In a chat at the DataMatters conference I was asked about the ethics of universities and colleges using social media providers to contact students. In breaking down that question, I think it illustrates a continuum: the more we interfere with individuals’ own choices of what and how to use, the more thinking we need to do beforehand to ensure they are protected from the consequences of our actions. So, for example:
- Putting adverts on the social media platforms where we expect to find future students has little effect on their autonomy.

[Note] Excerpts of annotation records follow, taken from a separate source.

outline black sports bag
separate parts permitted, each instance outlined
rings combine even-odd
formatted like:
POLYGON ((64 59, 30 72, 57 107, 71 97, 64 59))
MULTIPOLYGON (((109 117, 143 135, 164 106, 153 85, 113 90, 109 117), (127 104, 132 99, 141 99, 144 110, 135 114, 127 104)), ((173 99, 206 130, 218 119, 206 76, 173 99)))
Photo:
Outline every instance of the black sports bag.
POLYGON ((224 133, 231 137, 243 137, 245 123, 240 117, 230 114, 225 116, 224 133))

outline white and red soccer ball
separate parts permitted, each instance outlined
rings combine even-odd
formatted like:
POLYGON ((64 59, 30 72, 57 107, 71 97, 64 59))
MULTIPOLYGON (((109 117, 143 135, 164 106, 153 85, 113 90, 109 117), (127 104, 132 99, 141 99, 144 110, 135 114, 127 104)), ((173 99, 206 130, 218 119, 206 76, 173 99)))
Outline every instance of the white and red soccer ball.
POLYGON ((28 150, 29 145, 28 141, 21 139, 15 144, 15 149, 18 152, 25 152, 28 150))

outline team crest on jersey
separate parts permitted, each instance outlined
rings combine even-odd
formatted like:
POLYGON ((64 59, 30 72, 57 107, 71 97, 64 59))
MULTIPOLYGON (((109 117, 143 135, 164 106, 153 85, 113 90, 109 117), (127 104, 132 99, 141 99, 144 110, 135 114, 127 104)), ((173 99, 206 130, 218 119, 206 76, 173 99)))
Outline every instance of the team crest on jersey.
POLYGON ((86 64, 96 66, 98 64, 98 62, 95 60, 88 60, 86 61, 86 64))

Though we do still need to look carefully at the data flows and processes that may result from them reading or responding to our adverts;
- Staff contacting students on social media, or even asking them for their contact details, need to be aware that students may consider those platforms to be personal social spaces, where intrusions from teachers (or parents) are not welcome;
- If we expect, or require, students or staff to sign up to particular social media platforms (or anything else) as part of their learning, teaching, assessment or research, then we bear the greatest responsibility for ensuring our choice of platforms, applications, etc. is appropriate and safe. And, where possible, provide alternatives: some may have deliberately chosen not to use a particular platform for very good reasons.
This feels like an extension/generalisation of the Data Protection rule that as you process more, or more sensitive, data, the level of prior thought (there called “accountability”) must get deeper. Indeed many of the data protection tools – in particular Data Protection Impact Assessments – may well apply to choice of social media platforms as well. So it’s well worth involving your Data Protection team, who can help you use those tools and may be able to suggest alternative approaches and settings.
And, particularly at the upper end of the continuum, we need to review our choices and requirements periodically in the light of changing circumstances. Changes in platforms’ policies and practices may make them less or more appropriate for our, and our students’, purposes.